Une évidence ? Intuitivement, sans doute, mais encore s’agissait-il de le démontrer. Une équipe de l’université de Rochester (New York) s’est attelée à la tâche, en procédant à des tests reposant sur des schémas complexes, et impliquant une septantaine de nourrissons, âgés de 7 ou 8 mois.

Assis dans l’obscurité sur les genoux de l’un de leurs parents (équipé d’une visière et d’écouteurs pour ne pas interférer avec l’enfant), ils ont été placés devant un écran de télévision. Des films d’animation ont été diffusés, avec des séquences où des objets courants – sucette, biberon, balle… - surgissaient de boîtes de différentes couleurs. Mais pas de n’importe quelle manière. Par exemple, la boîte bleue faisait apparaître dix fois de suite un nounours, la rouge quinze fois de suite un bonbon, alors que la verte recelait à chaque fois un objet différent. Tant que le bébé regardait l’écran, le film se poursuivait ; et prenait fin quand l’enfant détournait son attention. Un nombre considérable d’essais ont été réalisés, et ont permis aux chercheurs d’élaborer un véritable outil statistique, permettant de prévoir la réaction des nourrissons.
Le résultat (détaillé dans la revue « PLoS One ») montre que lors du premier visionnage, l’enfant n’attend rien de particulier. Logique. Mais au fur et à mesure des projections, tout ce qui est trop prévisible ou trop aléatoire (impossible de deviner ce qui va suivre) ne l’intéresse pas. En fait, l’attention du bébé est captée par les séquences qui mêlent prédictibilité et surprise.

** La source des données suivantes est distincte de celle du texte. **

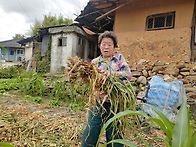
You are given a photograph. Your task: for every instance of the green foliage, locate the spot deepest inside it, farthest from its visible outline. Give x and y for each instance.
(60, 90)
(43, 66)
(25, 74)
(78, 105)
(10, 84)
(54, 102)
(35, 99)
(178, 134)
(49, 20)
(3, 144)
(35, 86)
(116, 117)
(10, 72)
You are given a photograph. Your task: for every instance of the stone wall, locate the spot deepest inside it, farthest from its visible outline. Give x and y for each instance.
(143, 70)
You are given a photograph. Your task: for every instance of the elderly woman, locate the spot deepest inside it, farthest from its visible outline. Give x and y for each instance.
(109, 62)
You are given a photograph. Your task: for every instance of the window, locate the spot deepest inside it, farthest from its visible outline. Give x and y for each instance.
(160, 21)
(62, 41)
(11, 52)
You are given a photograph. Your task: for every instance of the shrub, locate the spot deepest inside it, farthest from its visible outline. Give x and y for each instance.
(10, 72)
(35, 86)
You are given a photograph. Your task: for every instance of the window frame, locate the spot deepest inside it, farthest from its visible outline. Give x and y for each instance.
(62, 41)
(165, 15)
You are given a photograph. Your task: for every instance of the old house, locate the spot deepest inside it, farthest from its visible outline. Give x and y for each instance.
(11, 51)
(66, 41)
(153, 30)
(31, 46)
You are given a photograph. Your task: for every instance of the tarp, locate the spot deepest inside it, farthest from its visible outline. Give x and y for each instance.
(165, 96)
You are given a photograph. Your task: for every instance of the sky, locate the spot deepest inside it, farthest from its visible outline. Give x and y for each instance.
(16, 16)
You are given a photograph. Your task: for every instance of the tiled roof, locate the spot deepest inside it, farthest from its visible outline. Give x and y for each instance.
(10, 43)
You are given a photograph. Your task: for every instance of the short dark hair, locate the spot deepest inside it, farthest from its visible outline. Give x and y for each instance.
(108, 34)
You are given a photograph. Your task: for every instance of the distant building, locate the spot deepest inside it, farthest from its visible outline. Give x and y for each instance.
(154, 30)
(12, 51)
(67, 41)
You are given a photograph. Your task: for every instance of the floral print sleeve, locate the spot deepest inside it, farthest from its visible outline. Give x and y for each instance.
(117, 66)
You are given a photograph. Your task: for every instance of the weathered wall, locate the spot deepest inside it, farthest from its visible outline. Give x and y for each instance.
(168, 45)
(59, 54)
(28, 51)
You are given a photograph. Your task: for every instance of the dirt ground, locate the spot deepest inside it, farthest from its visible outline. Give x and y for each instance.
(25, 123)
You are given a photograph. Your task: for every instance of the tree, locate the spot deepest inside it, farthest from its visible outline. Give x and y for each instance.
(49, 20)
(18, 36)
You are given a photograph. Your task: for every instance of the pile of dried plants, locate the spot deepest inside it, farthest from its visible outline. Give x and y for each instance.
(120, 94)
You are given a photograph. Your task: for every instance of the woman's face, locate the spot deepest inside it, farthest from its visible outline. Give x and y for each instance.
(107, 47)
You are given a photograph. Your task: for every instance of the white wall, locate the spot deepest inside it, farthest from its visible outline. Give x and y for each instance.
(28, 51)
(60, 54)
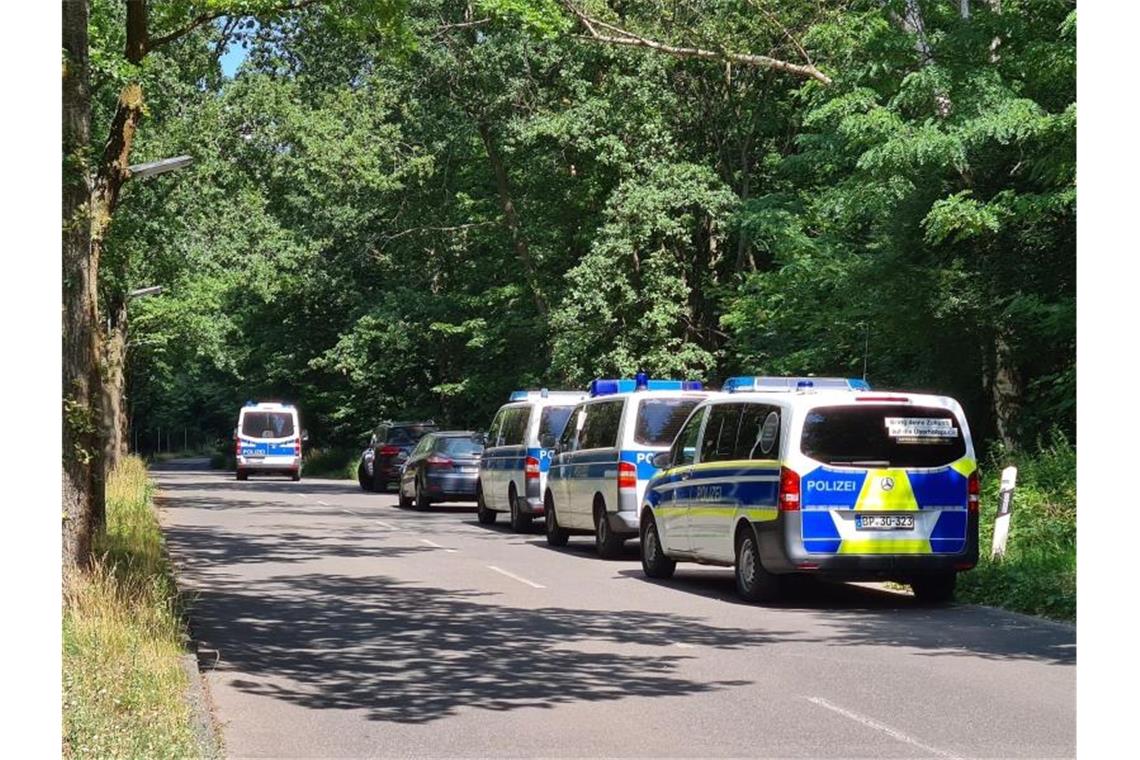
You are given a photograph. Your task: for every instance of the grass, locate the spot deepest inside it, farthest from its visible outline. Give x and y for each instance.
(123, 685)
(1037, 574)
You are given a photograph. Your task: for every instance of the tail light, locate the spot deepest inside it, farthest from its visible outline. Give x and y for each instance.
(627, 475)
(789, 490)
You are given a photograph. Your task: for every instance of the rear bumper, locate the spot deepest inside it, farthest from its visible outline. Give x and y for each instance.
(452, 487)
(782, 552)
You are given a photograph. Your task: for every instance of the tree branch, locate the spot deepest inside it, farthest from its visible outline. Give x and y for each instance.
(624, 37)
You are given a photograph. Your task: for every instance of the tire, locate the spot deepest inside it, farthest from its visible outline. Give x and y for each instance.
(364, 479)
(654, 562)
(935, 589)
(422, 500)
(555, 536)
(608, 542)
(486, 516)
(754, 582)
(520, 521)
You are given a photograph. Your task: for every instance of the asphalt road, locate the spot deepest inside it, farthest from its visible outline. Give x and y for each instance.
(332, 623)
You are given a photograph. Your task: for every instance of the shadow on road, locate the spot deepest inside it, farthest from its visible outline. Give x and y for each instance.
(860, 617)
(413, 654)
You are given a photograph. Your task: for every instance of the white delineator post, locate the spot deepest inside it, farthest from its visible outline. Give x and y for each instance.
(1004, 507)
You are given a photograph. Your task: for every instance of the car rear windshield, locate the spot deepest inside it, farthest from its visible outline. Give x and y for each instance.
(267, 424)
(458, 447)
(882, 435)
(408, 434)
(553, 422)
(659, 419)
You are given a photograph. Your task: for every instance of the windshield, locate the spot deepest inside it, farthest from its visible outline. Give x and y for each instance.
(882, 435)
(659, 419)
(459, 447)
(267, 424)
(553, 422)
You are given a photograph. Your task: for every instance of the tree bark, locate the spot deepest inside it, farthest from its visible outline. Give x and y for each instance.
(113, 407)
(81, 464)
(511, 215)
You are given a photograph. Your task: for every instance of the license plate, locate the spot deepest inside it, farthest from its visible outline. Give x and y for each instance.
(885, 522)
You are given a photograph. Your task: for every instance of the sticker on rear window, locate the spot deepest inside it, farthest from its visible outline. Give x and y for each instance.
(920, 427)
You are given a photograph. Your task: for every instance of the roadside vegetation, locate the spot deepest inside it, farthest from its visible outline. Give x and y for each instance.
(123, 686)
(1037, 574)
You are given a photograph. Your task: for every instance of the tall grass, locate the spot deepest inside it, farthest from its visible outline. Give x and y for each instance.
(1037, 574)
(123, 685)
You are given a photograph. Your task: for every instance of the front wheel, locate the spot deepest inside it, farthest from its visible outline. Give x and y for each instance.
(935, 589)
(754, 582)
(486, 516)
(555, 536)
(654, 562)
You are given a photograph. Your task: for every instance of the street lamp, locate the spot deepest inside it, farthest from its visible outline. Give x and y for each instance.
(160, 166)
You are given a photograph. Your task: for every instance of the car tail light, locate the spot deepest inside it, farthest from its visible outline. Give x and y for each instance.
(627, 475)
(789, 490)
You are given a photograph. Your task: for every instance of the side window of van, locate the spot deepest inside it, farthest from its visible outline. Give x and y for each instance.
(759, 432)
(719, 441)
(570, 432)
(684, 448)
(601, 427)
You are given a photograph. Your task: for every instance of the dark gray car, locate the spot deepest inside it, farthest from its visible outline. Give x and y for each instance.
(442, 467)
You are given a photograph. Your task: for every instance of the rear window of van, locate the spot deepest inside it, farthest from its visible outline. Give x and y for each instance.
(267, 424)
(882, 435)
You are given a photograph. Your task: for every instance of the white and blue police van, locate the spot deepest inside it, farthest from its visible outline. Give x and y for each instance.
(268, 440)
(781, 476)
(516, 455)
(604, 457)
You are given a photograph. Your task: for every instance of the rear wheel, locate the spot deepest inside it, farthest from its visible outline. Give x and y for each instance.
(654, 561)
(555, 536)
(486, 516)
(520, 521)
(609, 544)
(935, 589)
(754, 582)
(364, 477)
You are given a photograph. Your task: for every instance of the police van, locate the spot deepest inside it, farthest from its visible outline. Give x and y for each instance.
(804, 475)
(516, 455)
(268, 440)
(605, 457)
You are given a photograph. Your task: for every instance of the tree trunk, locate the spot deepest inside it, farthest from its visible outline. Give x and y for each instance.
(81, 463)
(511, 215)
(1006, 389)
(113, 407)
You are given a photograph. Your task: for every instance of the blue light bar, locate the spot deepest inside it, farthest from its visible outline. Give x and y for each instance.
(744, 383)
(641, 383)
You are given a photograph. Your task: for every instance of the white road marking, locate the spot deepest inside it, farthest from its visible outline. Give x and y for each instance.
(438, 546)
(876, 725)
(521, 580)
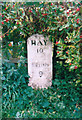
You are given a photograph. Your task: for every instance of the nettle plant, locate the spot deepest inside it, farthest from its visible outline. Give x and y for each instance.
(59, 21)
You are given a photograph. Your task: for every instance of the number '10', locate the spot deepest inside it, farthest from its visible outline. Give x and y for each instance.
(40, 50)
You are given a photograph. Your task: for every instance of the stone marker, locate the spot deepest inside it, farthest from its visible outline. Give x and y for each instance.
(39, 52)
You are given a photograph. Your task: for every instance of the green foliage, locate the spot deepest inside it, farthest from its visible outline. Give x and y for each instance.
(61, 100)
(61, 23)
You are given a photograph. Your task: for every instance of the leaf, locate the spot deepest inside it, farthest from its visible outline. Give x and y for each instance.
(31, 19)
(45, 103)
(27, 18)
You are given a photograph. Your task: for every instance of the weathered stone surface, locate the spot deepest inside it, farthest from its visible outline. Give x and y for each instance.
(39, 52)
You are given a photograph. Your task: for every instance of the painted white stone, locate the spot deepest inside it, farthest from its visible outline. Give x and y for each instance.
(39, 52)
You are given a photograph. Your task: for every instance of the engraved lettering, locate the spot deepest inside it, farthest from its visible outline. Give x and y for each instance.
(40, 73)
(45, 41)
(39, 43)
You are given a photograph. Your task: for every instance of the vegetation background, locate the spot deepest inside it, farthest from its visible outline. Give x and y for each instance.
(61, 22)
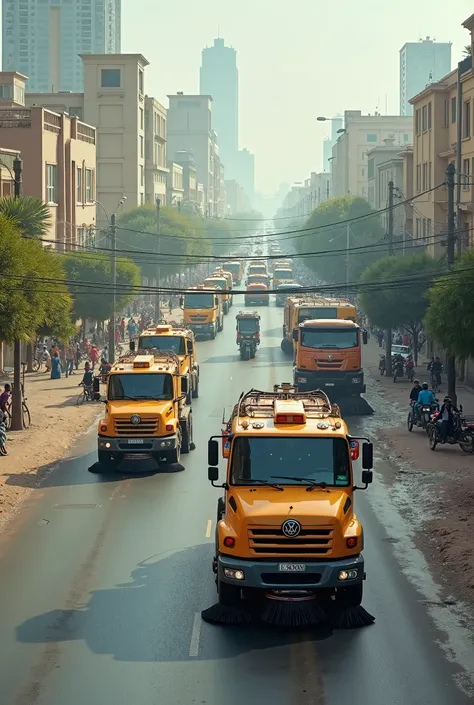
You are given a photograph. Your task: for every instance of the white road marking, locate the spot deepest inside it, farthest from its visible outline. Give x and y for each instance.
(195, 636)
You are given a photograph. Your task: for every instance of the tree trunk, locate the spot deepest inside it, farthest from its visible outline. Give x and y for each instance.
(388, 352)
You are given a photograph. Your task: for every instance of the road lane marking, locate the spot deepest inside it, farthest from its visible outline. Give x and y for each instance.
(195, 636)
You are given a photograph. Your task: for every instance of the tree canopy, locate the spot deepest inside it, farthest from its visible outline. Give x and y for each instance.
(450, 316)
(326, 231)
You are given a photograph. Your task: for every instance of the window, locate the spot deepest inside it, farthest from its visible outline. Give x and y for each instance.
(110, 78)
(424, 118)
(466, 119)
(89, 186)
(418, 121)
(79, 196)
(51, 183)
(465, 178)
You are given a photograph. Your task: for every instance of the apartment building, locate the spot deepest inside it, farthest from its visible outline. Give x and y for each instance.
(114, 102)
(59, 163)
(156, 169)
(361, 133)
(437, 111)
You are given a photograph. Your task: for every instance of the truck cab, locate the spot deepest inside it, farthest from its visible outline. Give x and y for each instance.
(286, 523)
(146, 410)
(181, 341)
(203, 313)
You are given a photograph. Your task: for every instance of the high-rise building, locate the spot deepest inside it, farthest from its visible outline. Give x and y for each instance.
(44, 38)
(421, 63)
(220, 79)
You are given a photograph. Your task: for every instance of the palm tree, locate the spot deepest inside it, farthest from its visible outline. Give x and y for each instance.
(29, 213)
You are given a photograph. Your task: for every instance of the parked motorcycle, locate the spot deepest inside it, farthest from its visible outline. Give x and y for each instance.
(462, 432)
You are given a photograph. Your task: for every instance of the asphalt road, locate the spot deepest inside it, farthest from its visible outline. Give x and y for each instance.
(103, 581)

« Ainsi, un nourrisson n’accordera guère d’intérêt à une situation qu’il maîtrise bien, ainsi qu’à celle qu’il n’est pas en mesure de comprendre », explique Futura Science. « En revanche, les autres, à sa portée, sont riches d’enseignements, et donc l’intéressent ».

Une nuance importante, quand même : le monde ne se résume pas à des stimulations visuelles ; et cette étude n’a pas intégré des facteurs aussi importants que la voix, l’odeur, la présence familière, l’interactivité… Quant aux implications, les auteurs considèrent qu’une compréhension approfondie de ces processus pourrait permettre de contribuer à la détection précoce de troubles comme l’hyperactivité ou l’autisme.